Food for Two

Salima and David:

The way I see it, sitting around a table over well prepared food is what makes strangers into friends and friends into family. So, many wishes for plentiful encounters with strangers, long drawn out dinners, a warm house, and endless adventures in the kitchen and elsewhere.

-khatidja.

Wednesday, May 25, 2011

Deep Fried Pastry in Safron Syrup Dessert [Gulab Jambu]


Ingredients:
For Pastry:
1.5 cups Carnation milk powder
0.5 cup all purpose white flour
1/2 tsp baking powder
1tbsp margarine
0.5 tbsp plain yogurt
pinch of nutmeg, cardamom powder and saffron.
0.5 cup whipping cream
sun flower oil


For Syrup:
1.5 cups sugar
1.5 cups water
0.5 tsp vanilla essence
saffron
yellow food colouring

Mix the Carnation milk powder, flour and baking powder together. Add in margarine and mix until margarine forms small lumps. Add the yogurt, cardamom, nutmeg and safron.

Add in the whipping cream and a bit of water to bind. Knead for about five minutes until dough is no longer sticky, and resembles a bread dough. Tear into small pieces and shape into small oval balls. Should make about 20-25.

Prepare oil by heating to medium heat in heavy bottom pan. Oil is ready when it sizzles gently if breadcrumbs are dropped in. Do not over heat!

Deep fry the dough until evenly brown. Should be a golden colour on the inside.

Remove from oil and place on paper towel to get rid of excess.

Prepare Syrup:
Heat sugar, vanilla, colour, water, and add in saffron. Stir over heat until dissolved. Allow mix to come to a gentle boil, and remove from heat when sticky syrup is formed.

Transfer syrup to a glass bowl, and allow dough balls to soak for 30 mins before serving.

Wednesday, May 18, 2011

Pumpkin White Bean Soup


*This really isn't a favourite of mine, though it's been well received by my soup loving family. Then again, two of them are vegetarians. By choice.



The original recipe was derived from a healthy living calendar delivered to the house by the Heart and Stroke Foundation. Underneath the recipe, they offered the following health tip: "Research indicates that by age 50, one in four people will develop polyps which are a precursor to colon cancer. Resolve to schedule a screening this year- it's your best weapon in the prevention of colon cancer."
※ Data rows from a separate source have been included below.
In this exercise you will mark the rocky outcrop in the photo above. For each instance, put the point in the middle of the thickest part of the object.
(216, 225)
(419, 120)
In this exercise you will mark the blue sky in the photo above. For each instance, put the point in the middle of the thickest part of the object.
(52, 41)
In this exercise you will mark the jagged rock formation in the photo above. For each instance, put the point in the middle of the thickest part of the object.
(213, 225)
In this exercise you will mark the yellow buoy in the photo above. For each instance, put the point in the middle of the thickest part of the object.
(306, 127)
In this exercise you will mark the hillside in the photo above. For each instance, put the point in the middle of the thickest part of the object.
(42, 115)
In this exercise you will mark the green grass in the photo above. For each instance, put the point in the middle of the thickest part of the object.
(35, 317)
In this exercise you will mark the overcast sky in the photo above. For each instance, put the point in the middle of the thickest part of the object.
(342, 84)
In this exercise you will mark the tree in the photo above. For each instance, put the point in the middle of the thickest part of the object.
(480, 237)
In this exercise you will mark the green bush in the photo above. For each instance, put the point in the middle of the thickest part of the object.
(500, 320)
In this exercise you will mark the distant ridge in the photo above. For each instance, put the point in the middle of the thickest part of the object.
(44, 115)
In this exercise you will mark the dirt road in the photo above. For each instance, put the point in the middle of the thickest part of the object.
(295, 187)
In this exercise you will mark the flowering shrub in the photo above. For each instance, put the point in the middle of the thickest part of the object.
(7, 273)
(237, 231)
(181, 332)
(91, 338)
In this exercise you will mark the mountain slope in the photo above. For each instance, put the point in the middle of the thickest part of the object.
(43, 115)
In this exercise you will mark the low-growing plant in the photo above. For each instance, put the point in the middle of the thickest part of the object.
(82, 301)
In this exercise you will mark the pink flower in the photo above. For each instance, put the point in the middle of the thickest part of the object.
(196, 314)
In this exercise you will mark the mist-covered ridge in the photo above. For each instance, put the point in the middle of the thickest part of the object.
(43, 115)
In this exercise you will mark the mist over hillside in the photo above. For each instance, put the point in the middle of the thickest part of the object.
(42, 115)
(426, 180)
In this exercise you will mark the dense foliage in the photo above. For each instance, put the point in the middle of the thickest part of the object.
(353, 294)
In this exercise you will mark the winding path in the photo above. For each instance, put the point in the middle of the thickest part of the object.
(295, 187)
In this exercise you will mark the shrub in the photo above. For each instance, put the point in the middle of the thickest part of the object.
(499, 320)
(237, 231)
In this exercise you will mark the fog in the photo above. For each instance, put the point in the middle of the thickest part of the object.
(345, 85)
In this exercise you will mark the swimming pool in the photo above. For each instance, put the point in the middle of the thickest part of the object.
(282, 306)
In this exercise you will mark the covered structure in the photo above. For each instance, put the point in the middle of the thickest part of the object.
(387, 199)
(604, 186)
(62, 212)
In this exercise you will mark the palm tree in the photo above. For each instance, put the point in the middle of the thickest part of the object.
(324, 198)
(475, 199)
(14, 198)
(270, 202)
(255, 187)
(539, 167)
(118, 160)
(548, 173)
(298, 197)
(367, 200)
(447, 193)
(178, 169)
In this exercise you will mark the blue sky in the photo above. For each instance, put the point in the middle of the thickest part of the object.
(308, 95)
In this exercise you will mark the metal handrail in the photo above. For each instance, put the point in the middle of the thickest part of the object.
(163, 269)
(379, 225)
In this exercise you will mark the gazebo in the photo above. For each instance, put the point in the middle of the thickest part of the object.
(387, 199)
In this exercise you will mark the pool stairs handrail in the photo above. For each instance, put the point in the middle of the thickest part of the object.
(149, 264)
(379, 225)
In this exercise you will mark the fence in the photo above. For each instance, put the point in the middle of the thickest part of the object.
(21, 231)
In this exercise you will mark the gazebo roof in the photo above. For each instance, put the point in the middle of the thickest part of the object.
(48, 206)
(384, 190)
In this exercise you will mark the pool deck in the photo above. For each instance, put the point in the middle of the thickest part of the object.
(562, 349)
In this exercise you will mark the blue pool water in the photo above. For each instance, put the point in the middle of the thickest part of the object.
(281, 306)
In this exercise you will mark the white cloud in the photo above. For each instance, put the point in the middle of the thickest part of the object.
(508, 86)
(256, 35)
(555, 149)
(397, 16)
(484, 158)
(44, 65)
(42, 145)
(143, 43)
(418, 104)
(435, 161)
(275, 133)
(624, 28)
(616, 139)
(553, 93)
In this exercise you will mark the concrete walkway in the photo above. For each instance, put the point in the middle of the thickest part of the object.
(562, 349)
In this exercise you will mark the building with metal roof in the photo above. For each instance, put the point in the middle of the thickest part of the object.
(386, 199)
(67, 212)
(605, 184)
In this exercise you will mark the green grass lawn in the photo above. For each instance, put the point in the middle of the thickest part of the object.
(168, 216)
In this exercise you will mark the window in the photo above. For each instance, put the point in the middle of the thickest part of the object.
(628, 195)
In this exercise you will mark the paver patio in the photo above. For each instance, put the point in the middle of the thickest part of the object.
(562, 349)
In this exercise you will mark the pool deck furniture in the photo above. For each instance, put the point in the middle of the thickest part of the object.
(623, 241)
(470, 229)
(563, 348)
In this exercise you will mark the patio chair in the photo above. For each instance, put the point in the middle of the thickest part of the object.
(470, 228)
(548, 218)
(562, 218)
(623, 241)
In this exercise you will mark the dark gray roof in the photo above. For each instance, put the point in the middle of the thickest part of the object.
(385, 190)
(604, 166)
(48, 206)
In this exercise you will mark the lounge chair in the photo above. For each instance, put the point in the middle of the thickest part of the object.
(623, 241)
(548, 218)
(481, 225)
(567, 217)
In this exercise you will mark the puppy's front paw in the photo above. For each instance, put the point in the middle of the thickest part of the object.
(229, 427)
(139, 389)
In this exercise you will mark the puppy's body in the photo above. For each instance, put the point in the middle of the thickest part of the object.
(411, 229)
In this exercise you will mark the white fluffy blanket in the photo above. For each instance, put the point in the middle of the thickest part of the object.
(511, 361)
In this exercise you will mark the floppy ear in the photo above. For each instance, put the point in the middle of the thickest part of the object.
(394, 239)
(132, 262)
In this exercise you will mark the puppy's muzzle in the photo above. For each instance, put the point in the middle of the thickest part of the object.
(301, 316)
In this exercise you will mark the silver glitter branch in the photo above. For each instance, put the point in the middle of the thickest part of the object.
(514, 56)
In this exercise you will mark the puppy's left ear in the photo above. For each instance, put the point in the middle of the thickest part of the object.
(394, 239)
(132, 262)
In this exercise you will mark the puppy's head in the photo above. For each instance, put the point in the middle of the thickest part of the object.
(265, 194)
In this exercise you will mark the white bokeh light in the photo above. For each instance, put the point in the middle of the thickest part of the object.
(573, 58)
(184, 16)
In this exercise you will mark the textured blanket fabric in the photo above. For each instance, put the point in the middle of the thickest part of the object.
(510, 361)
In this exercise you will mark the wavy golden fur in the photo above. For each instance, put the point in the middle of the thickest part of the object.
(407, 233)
Wilde Oscar Says: A word of advice- if you don't know what a polyp is, do yourself a favour and don't do a google image search until after you've finished eating. 




Ingredients:
300 grams canned pumpkin puree
300 grams white navy beans
1/2 white onion
2 cups chicken or vegetable broth
0.5 cups water
1 cup cream
2 tbsp butter
1 tsp garlic powder (optional)
a pinch of dried thyme
salt and pepper to taste

Dice the onions and sautee them in the butter. Blend the white beans, onions and 0.5 cup of water until smooth. In a saucepan, mix the bean puree with the pumpkin, broth, and spices. Mix over medium heat. Gently Add in the cream and stir. Add additional water to achieve desired consistency.
Cover and cook on a low heat for about 15-20 minutes until warmed.
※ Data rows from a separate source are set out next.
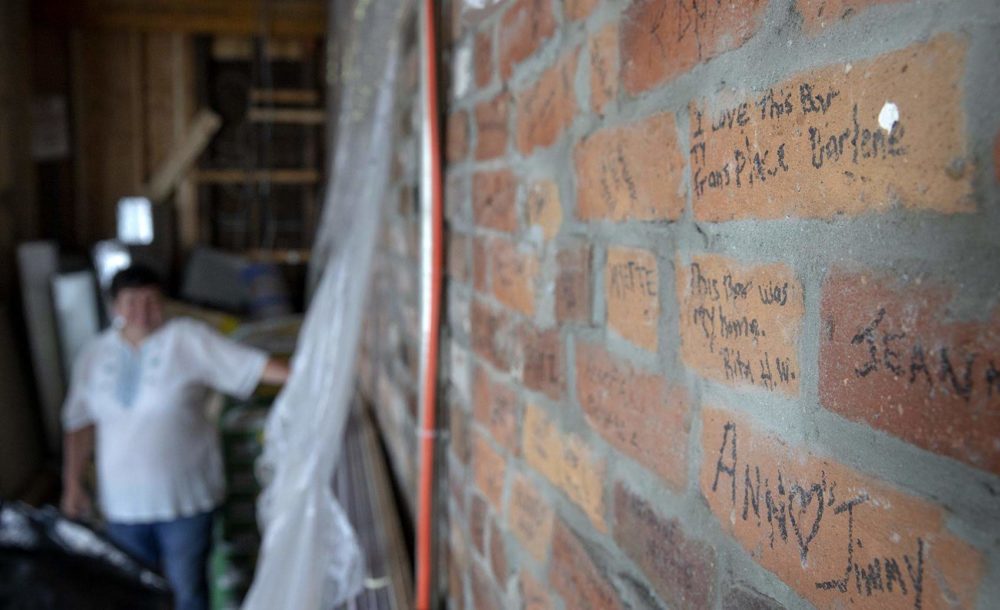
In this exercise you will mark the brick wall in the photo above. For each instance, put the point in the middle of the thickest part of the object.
(723, 326)
(722, 323)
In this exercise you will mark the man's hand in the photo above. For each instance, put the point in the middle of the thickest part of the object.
(75, 502)
(276, 372)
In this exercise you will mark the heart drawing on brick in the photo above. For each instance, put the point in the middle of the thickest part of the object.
(797, 514)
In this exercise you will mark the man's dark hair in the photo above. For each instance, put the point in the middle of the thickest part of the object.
(135, 276)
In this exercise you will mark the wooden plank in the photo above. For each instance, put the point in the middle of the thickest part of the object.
(286, 257)
(290, 18)
(199, 134)
(302, 116)
(284, 96)
(108, 134)
(274, 176)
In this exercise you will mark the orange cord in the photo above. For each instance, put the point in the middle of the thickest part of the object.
(425, 502)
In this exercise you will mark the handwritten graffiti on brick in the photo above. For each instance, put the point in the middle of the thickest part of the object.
(735, 322)
(791, 511)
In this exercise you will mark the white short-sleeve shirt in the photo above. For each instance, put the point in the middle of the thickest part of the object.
(158, 456)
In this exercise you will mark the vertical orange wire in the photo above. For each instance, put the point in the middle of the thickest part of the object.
(427, 426)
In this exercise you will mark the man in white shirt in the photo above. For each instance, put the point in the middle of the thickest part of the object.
(140, 388)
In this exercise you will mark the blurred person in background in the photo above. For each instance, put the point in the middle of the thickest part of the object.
(140, 389)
Wild Oscar Says: The success of this soup is actually largely dependent on the type of canned pumpkins you use. It can be more sweet than savoury, though the latter is definitely better (Make sure you don't accidentally use pumpkin pie filling- that's a whole different adventure).

Wednesday, May 4, 2011

Dulce de Leche Cheesecake



Ingredients

For the Crust
:
2-3 cups crushed graham cracker crumbs
2 tbsps sugar
0.25 tsp ground cinnamon
8 tbsp (1 stick) unsalted butter, melted

For the Filling:
650 grams cream cheese
0.5-0.75 cup sugar
3 eggs
0.25-0.5 cup dulce de leche
2 tsp vanilla

For the Glaze:

0.66 cup purchased dulce de leche
3 tablespoons whipping cream

Grind up the graham crackers until you have only crumbs. Mix with the cinnamon and sugar, and coat liberally with butter. Transfer to a standard size (30cm x 22cm x 5cm) baking pan. Press crumbs into the bottom evenly to create a base, and place in an oven preheated to 160C for about 10 mins until golden. Remove and allow to cool.
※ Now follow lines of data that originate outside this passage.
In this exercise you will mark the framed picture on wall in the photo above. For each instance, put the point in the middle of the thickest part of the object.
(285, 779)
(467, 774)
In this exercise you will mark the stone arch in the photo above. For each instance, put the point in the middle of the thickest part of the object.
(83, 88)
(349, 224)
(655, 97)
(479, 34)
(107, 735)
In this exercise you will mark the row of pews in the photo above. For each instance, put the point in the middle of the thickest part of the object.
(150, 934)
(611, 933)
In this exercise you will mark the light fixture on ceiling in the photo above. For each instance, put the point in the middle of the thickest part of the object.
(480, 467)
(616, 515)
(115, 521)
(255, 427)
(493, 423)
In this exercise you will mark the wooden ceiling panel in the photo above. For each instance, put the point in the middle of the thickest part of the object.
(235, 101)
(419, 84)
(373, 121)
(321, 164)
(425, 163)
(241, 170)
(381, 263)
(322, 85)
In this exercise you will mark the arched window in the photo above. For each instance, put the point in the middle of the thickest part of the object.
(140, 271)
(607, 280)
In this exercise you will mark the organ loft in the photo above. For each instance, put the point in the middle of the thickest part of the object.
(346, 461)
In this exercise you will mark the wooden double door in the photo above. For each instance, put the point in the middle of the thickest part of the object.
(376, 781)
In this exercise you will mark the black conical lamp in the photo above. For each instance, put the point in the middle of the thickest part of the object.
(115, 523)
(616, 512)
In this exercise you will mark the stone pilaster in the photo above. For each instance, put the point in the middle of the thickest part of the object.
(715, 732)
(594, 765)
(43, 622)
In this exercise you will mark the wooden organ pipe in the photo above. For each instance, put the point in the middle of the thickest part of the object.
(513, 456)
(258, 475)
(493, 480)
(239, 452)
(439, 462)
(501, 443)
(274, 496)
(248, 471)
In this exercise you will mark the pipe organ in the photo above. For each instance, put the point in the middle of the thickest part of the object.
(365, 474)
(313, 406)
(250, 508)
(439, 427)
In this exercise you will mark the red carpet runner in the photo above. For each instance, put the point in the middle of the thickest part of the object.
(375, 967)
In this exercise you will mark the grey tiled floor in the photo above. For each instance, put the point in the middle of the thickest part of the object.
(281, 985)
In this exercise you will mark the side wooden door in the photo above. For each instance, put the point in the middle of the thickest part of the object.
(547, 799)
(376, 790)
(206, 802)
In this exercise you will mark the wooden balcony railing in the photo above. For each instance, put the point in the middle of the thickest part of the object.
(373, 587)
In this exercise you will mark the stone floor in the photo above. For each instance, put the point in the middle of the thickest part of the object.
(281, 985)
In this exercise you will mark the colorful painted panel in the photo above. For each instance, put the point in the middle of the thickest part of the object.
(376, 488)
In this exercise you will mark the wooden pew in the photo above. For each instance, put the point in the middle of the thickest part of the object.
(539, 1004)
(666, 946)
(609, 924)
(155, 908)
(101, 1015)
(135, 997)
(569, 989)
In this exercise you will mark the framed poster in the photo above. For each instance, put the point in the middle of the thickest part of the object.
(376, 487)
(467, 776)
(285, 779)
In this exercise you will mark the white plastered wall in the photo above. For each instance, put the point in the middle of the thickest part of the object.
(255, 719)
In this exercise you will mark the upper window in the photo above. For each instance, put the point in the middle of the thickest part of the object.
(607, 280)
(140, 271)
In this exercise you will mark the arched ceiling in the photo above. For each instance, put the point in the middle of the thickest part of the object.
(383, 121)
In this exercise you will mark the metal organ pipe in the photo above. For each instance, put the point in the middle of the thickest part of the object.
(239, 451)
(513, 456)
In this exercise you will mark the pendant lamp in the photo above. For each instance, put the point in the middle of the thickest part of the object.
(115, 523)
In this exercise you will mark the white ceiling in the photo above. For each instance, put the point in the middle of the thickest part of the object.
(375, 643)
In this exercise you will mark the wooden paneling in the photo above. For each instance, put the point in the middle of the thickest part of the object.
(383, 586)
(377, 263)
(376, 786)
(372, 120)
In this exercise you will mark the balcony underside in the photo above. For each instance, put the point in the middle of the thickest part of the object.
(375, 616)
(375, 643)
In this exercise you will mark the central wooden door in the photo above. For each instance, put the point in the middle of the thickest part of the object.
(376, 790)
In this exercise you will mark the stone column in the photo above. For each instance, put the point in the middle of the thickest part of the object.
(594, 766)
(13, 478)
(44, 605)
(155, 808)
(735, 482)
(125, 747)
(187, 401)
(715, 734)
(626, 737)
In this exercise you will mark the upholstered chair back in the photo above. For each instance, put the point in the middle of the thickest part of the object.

Meanwhile, use a mixer to mix the cheese and sugar until creamy (~40 sec). Add in eggs one at a time and mix gently in between. Add in vanilla and dulce du leche and mix until smooth (~20 sec). Spread the filling evenly across the bottom of the graham crust pan and place in oven preheated to 160C. Bake until the center and edges are cracked. Use a pic to make sure the center is hardened- should take 30-40 mins. Remove and allow to cool.

Meanwhile, add the cream to the caramel and microwave for 10 seconds at a time. Mix. Repeat if necessary until smooth and pourable.

Pour the topping over the cooled cheesecake and place in fridge for at least 2 hours until the glaze has hardened. Remove and cut into bars.